Keywords: machine learning, clinical pharmacy information systems, decision support systems, clinical, medical order entry systems, hospital pharmaceutical services
INTRODUCTION
Background and Significance
The development of artificial intelligence (AI) in health care is an active research topic. However, few studies have been published on the application of AI in clinical pharmacy. Two recent articles discussed theoretical concepts but did not find published studies demonstrating its applications.1,2 Yet, publications from more than 10 years ago illustrate the potential of such technology to help pharmacists automate and streamline repetitive processes such as medication order review.2–4 A retrospective study of 1 887 751 prescriptions showed that a dispensing hospital pharmacist makes an average of 4.9 errors per 100 000 prescriptions. Errors increase with the number of prescriptions to be validated per shift.5 The review of medication orders can be quite time-consuming. An AI software that would identify prescriptions requiring intervention, without causing an overload of alerts, would be beneficial.
Several decision support systems already exist, for example, to detect drug interactions. However, these usually evaluate patient data according to logical conditions, such as allergies, age, or kidney function, taken from a database.2 These software can help pharmacists by identifying potential pharmacotherapeutic problems. However, they generate a very high number of alerts, many of which are false positives. Moreover, pharmacists do not always act on these alerts and may dismiss them or consult other resources before intervening.6 An approach based on AI, more specifically on machine learning (ML), could improve clinical decision support software (CDSS) by learning from clinical practice patterns and thus provide tools that are more clinically impactful.7,8
A previously proposed AI-based CDSS detected potential medication errors by identifying statistically aberrant prescriptions.9 It was shown that errors detected using this approach may not have been identified by existing decision support systems while generating a modest false positive rate. Recently, a hybrid CDSS aiming to prioritize and optimize medication order review was investigated.10 The method relied on a decision tree trained using multiple patient features, such as sex, age, medical history, and some laboratory values, in addition to rule-based CDSS, which provided a list of triggered alerts that informed the model about the patient’s medication. The model was trained in a supervised manner using the presence of pharmacist interventions as a target. This hybrid method was shown to be more accurate than standard systems.
A few methods have been described to identify atypical medication orders with ML. One method used historical patterns that included the generic medication name, the route of administration, the dose, and the frequency of administration to determine if these parameters were statistically common or not.11 Another model was proposed to detect outlier prescriptions similarly using dose-frequency prescription patterns.12 These methods only looked at the dose, route, and frequency for a given drug and ignored concurrently prescribed drugs.
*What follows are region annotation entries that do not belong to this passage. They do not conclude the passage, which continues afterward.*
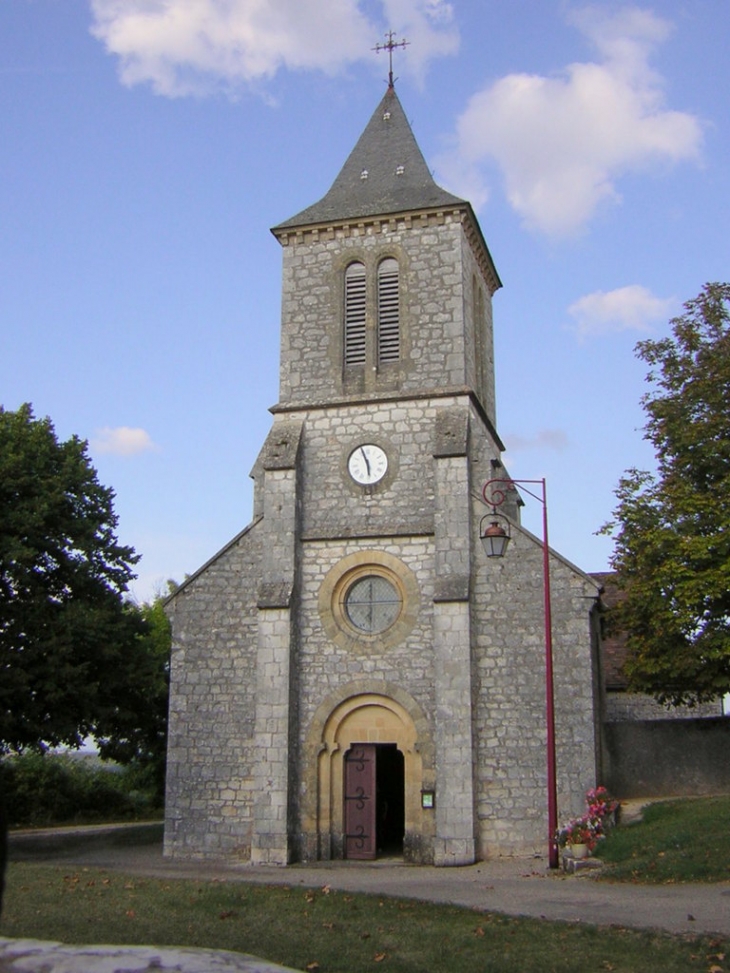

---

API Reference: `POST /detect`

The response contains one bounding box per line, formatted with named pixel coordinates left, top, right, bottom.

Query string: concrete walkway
left=0, top=829, right=730, bottom=973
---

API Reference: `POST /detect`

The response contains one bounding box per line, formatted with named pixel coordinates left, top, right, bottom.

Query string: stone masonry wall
left=279, top=213, right=466, bottom=405
left=472, top=416, right=598, bottom=857
left=165, top=525, right=261, bottom=859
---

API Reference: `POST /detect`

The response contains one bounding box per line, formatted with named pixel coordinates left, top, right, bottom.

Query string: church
left=165, top=79, right=600, bottom=865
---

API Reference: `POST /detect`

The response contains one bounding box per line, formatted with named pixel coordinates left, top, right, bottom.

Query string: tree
left=94, top=581, right=172, bottom=805
left=603, top=283, right=730, bottom=704
left=0, top=405, right=145, bottom=753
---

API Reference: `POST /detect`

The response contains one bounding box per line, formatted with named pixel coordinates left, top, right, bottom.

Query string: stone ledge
left=562, top=851, right=603, bottom=875
left=0, top=939, right=294, bottom=973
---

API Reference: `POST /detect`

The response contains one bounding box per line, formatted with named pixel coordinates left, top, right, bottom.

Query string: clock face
left=347, top=443, right=388, bottom=486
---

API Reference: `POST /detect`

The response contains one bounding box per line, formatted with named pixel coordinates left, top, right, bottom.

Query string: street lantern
left=479, top=515, right=510, bottom=557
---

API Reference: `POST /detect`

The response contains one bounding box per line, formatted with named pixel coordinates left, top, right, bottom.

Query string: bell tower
left=272, top=87, right=501, bottom=425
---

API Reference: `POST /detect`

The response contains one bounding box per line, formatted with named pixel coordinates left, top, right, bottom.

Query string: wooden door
left=345, top=743, right=376, bottom=858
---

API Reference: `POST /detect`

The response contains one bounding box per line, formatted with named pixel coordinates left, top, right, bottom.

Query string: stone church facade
left=165, top=87, right=599, bottom=865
The present study aimed to evaluate the potential of ML models to identify medication orders and pharmacological profiles that are atypical. To this extent, we compared several models on precollected data and conducted a real-world experiment with the best-performing model allowing us to evaluate the perception of such tools by pharmacists. This ML model could help identify atypical orders more efficiently and could serve as a triage system to direct pharmacist attention toward the prescriptions at a higher risk of error. Compared with other models, our approach learns prescription patterns in an unsupervised manner, directly from medication order data. It analyzes medications in relation to one another and could eventually be combined with other techniques to analyze dosage instructions.
Objectives
The primary objective of this study was to assess the ML model’s performance by comparing its medication order predictions with pharmacist perceptions. The secondary objectives were to compare the predictions for entire pharmacological profiles to pharmacist perceptions, and to explore pharmacists’ general perceptions of AI and the integration of this model in their clinical practice.
MATERIALS AND METHODS
Setting
This prospective study was conducted at CHU Sainte-Justine, Montreal, Canada, a 500-bed tertiary care mother-and-child academic hospital, from April to August 2020. The study protocol and access to the data were approved by the local research ethics board.
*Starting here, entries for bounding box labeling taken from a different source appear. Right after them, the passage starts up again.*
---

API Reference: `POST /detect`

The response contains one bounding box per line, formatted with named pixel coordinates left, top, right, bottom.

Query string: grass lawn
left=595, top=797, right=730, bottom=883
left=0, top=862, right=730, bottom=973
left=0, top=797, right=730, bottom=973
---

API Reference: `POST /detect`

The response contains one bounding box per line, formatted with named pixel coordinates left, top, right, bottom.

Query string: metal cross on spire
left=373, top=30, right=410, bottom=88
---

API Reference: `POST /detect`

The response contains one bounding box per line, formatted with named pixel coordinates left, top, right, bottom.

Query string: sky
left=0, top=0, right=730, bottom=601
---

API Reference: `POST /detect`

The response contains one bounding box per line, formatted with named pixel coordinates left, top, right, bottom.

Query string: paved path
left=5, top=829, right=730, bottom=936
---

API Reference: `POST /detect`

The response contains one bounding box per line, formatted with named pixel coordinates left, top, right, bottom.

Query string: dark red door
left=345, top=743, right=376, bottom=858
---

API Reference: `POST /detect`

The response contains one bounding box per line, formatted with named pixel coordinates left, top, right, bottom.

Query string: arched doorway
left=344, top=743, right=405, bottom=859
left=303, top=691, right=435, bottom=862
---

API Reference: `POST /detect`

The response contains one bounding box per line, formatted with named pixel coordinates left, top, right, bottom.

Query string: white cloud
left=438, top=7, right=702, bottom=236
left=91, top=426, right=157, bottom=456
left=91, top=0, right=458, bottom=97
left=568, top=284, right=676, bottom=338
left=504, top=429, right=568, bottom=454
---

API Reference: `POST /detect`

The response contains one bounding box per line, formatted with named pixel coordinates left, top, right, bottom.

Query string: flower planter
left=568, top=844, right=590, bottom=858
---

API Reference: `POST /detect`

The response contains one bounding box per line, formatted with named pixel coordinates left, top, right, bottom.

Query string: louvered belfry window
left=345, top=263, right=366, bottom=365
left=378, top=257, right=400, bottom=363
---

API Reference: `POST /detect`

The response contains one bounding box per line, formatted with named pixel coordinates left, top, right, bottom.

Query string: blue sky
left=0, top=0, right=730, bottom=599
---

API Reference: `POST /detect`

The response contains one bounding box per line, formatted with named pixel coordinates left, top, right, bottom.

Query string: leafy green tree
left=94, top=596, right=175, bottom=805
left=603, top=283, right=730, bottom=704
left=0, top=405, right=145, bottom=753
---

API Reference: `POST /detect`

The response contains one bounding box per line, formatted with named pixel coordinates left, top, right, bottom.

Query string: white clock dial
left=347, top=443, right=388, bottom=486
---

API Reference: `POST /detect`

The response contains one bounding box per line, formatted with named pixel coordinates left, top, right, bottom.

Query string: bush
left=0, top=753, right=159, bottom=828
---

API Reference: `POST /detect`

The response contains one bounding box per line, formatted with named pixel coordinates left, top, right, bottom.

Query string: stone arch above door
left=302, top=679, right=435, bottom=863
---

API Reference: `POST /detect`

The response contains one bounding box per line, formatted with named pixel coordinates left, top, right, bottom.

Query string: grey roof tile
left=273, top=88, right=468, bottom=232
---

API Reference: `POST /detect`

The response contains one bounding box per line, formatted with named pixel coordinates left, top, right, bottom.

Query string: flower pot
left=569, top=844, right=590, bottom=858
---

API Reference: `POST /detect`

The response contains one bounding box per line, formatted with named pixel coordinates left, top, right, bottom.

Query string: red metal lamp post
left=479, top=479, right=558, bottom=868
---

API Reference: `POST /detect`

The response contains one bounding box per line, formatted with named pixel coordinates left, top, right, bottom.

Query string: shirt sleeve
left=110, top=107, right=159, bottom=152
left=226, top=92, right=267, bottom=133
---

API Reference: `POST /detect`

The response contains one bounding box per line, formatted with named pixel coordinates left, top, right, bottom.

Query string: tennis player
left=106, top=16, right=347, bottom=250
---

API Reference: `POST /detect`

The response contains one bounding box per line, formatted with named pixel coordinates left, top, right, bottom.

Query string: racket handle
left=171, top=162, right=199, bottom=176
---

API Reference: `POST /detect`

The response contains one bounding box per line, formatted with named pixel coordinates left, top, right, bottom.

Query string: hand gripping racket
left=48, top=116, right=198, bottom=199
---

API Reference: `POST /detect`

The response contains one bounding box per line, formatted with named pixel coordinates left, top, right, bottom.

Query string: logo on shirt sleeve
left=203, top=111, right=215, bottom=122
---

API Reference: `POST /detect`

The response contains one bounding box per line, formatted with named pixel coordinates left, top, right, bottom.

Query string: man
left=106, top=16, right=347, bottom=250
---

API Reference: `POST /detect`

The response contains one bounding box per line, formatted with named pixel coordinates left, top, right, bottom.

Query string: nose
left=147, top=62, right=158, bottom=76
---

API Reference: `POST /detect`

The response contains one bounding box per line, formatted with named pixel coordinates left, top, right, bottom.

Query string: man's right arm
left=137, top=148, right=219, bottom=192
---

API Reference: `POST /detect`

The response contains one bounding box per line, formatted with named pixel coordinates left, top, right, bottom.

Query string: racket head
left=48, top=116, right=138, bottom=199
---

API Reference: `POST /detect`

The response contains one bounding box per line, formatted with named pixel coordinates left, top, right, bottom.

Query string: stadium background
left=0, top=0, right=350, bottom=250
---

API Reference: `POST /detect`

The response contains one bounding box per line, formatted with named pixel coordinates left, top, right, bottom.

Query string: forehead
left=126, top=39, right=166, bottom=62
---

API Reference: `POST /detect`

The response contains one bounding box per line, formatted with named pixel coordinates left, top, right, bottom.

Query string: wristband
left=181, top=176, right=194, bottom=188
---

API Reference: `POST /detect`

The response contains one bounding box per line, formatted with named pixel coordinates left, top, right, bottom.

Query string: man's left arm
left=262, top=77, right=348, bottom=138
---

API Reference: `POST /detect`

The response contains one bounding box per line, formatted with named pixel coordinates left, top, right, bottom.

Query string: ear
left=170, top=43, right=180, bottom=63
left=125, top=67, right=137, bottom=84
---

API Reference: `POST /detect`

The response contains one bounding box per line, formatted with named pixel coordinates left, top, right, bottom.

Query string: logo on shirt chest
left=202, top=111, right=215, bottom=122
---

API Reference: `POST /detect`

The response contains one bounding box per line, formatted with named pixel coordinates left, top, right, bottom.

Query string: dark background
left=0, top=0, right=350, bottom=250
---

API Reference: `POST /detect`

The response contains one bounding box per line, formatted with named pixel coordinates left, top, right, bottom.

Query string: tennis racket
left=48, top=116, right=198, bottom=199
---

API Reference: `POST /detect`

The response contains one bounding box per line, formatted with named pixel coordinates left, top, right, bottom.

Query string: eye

Machine learning models and data
A model selection dataset consisting of every medication order between 2005 and 2018 inclusively was extracted from the pharmacy database and preprocessed to reconstruct pharmacological profiles. Atypical orders are defined as deviating from usual prescription patterns of drugs in relation to one another. Profiles were defined as lists of active medications for a patient at every time point in which no order was entered in the following hour, to avoid sampling profiles when orders were actively being entered. Atypical profiles were defined as deviating from previously seen patterns of pharmacological profiles, without any rule-based decision support.
These pharmacological profiles were used to train three ML models for anomaly detection: an isolation forest model, a neural network autoencoder, and an adversarially trained autoencoder adapted from the GANomaly model,13 which was originally developed for anomaly detection in images and adapted to our use case. The isolation forest model was only capable of predicting atypical pharmacological profiles and not individual orders, while the autoencoder and GANomaly-based models offered predictions as to whether individual orders and profiles were atypical. These models analyzed drug selection only and did not take into consideration the duration of treatment or dosage instructions, nor the patient’s medical history or any preexisting rule-based algorithm. More details and the training processes are available in the Supplementary Appendix.
The GANomaly-based model was considered as the primary focus of this study. Other models were treated as baselines. We also included a non-ML baseline for pharmacological profiles in our comparisons, which consisted of determining how frequently a pharmacological profile was seen in previous years.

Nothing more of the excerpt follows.